Were India serious about flu epidemics and set in place adequate infrastructure to effectively monitor—and publicize—the progress of an epidemic, as well as quarantine a victim of particularly virulent strain, this news of the H1N1 becoming endemic might not have been as worrisome.
Currently, it is only the National Institute of Virology that is explicitly tasked with studying viruses. Given the plethora of dangerous bugs, from Japanese encephalitis to the Crimean-Congo haemorrhagic fever virus that sporadically erupt and proliferate as epidemics and outbreaks in India, scientists at this institution are burdened. They rarely devote as much time as they should to devise strategies to halt the spread of these pathogens.

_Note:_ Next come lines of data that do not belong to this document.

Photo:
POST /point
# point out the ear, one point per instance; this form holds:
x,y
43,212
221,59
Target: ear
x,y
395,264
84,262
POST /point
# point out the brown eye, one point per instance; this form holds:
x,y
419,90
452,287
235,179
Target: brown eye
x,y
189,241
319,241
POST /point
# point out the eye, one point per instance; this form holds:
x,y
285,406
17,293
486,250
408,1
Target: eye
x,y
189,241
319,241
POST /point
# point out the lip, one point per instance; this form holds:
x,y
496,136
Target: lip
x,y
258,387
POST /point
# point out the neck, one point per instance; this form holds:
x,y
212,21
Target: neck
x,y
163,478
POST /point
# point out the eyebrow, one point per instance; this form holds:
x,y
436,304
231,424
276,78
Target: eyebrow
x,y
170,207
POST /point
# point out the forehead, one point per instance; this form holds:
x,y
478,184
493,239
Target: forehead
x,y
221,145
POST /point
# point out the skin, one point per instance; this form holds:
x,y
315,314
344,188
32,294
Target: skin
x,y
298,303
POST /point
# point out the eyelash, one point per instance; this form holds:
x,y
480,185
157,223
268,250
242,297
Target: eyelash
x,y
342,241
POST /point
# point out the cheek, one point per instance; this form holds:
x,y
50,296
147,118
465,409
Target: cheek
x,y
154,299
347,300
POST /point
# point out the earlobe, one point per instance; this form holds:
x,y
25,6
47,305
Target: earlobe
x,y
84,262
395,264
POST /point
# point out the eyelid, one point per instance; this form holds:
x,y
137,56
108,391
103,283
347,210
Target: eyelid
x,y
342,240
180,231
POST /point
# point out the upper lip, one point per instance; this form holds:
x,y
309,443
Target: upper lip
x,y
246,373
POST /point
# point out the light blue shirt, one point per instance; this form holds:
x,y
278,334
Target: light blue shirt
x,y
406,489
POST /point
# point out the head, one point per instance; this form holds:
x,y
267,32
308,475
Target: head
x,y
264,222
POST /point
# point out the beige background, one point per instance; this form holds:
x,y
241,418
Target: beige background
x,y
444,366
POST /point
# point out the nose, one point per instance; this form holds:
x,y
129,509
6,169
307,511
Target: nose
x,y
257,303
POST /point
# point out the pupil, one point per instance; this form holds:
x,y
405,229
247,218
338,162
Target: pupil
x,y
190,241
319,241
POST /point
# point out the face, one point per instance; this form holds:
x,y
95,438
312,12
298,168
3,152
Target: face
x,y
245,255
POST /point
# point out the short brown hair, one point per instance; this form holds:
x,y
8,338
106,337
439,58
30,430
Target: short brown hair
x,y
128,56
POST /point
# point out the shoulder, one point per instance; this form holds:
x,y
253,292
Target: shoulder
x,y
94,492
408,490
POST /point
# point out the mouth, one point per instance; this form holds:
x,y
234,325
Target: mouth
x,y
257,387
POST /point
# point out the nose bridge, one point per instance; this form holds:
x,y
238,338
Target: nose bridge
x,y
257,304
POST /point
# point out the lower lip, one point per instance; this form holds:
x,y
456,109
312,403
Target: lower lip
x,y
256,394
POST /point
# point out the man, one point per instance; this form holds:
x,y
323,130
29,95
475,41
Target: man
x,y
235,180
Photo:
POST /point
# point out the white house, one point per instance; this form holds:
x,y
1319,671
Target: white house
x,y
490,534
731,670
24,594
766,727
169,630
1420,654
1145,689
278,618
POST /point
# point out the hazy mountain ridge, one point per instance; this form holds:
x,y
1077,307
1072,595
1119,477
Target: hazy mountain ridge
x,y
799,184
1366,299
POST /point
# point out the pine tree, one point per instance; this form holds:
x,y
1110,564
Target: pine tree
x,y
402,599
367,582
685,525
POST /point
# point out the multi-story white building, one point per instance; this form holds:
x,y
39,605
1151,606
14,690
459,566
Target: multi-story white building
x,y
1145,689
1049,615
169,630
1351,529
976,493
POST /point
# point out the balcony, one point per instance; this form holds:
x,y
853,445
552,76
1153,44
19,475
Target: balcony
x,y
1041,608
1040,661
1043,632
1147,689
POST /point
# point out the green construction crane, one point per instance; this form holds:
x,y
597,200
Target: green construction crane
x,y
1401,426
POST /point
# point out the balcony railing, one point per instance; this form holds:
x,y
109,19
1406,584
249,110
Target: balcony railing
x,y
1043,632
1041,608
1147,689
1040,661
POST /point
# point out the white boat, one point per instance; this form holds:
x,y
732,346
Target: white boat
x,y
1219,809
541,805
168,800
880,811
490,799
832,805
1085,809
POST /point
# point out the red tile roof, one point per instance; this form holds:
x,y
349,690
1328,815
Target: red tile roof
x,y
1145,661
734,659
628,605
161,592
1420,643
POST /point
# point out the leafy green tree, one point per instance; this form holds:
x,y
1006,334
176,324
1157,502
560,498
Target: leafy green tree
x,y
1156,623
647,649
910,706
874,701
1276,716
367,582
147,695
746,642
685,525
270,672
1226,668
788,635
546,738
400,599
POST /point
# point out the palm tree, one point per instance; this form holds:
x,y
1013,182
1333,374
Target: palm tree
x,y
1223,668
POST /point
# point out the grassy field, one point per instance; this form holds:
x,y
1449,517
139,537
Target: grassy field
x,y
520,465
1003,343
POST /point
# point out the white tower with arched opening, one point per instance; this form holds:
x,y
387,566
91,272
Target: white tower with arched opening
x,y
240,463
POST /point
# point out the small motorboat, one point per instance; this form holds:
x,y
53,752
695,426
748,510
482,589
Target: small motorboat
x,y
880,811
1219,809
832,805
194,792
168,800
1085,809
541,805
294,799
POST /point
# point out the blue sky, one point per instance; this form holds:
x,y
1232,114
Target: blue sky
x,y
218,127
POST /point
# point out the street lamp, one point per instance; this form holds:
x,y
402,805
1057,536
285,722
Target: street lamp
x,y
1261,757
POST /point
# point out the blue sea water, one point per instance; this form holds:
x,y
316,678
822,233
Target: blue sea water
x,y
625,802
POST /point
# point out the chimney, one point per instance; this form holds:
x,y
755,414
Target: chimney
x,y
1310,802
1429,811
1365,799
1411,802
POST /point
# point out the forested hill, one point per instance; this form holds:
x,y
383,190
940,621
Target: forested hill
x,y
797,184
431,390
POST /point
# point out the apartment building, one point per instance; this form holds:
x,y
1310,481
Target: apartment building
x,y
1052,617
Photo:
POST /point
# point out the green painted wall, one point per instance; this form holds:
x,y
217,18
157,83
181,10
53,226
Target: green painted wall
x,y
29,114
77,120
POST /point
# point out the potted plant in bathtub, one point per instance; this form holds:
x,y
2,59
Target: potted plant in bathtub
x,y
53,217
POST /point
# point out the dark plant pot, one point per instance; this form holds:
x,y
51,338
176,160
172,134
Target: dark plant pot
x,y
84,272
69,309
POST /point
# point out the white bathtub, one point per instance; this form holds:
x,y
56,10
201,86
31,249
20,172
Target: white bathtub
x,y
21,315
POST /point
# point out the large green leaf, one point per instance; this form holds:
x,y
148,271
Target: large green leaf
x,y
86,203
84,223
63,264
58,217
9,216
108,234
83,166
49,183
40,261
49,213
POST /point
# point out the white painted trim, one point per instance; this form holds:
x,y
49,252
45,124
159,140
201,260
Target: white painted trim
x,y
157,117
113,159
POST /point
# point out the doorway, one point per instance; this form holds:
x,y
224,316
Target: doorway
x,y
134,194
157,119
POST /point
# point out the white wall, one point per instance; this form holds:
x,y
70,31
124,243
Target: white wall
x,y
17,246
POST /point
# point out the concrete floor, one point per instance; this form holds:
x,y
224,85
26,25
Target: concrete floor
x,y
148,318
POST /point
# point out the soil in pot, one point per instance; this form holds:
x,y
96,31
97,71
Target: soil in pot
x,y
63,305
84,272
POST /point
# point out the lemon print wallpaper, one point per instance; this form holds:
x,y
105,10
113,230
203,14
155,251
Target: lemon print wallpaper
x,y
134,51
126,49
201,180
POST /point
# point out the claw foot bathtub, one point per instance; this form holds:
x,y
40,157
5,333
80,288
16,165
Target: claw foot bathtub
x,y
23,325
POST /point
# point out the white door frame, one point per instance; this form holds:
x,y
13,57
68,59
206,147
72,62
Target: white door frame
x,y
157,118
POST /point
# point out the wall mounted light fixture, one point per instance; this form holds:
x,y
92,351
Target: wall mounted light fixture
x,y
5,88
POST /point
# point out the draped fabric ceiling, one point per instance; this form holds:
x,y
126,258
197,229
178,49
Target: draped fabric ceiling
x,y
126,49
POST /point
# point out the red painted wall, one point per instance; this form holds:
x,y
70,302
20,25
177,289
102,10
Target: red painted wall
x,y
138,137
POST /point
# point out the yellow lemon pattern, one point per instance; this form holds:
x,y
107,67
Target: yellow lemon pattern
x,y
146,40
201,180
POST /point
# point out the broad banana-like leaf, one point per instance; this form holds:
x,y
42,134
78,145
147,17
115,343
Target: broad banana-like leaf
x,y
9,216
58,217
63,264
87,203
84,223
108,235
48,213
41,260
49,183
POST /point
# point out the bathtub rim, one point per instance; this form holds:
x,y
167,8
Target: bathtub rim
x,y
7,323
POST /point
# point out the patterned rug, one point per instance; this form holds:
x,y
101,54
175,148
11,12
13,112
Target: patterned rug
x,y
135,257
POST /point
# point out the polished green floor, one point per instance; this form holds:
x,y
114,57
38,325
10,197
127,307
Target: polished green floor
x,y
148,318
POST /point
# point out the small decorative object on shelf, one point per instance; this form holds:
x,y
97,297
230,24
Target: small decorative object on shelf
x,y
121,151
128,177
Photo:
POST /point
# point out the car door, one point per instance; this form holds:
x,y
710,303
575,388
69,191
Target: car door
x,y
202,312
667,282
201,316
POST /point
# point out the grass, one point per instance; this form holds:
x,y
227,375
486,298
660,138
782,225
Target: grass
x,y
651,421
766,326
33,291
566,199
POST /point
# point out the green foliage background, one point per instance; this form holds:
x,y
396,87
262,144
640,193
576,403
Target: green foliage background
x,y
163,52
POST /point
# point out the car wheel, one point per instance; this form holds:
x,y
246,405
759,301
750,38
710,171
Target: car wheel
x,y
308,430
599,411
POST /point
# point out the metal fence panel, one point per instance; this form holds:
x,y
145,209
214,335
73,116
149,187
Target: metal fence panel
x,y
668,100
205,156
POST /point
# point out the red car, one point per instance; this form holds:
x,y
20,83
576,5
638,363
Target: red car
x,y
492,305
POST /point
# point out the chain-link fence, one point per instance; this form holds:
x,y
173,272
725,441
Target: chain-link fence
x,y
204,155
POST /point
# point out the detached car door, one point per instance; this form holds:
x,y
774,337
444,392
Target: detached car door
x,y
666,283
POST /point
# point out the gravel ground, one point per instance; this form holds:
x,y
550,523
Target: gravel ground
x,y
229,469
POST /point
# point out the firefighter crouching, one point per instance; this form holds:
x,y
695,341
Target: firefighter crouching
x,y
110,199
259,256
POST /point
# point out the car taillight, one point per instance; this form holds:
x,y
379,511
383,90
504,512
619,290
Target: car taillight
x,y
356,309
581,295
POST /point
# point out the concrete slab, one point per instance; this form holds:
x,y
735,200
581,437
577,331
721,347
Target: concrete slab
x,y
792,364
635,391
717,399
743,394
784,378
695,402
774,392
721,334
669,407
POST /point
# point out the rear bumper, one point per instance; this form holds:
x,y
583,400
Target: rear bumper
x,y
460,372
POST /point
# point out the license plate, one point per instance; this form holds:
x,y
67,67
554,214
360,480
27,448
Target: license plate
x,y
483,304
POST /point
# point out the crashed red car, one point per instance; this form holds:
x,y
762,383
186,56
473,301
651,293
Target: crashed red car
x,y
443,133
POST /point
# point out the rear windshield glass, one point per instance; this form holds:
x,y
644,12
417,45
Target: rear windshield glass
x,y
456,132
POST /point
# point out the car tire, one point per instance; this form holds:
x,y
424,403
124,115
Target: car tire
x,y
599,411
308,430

Then there is the vexatious issue of managing vaccination. While it is of some relief that Indian vaccine makers now have the capabilities to churn out prophylactic vaccines at relatively short notice, there’s no adequate mechanism to ensure that these vaccines aren’t brazenly prescribed and as easily available in pharmacies as several kinds of antibiotics. There are already well-established concerns that the surfeit of antibiotic prescriptions is responsible for the emergence of new kinds of drug-resistant infections and similar problems could emerge with vaccines.
While there is little that can be done to stem the random emergence of mutations, there is much that health authorities in India ought to do to step up surveillance efforts, organize special teams to study and analyse flu outbreaks continuously as part of quotidian research and not just when they threateningly emerge on the horizon.
It is time that government medical research establishments form deeper links with private research organizations and expend greater effort and seriousness to tackle flu epidemics. While malaria and tuberculosis are no doubt far greater concerns for Indian healthcare, that cannot be an alibi for slacking on swine flu.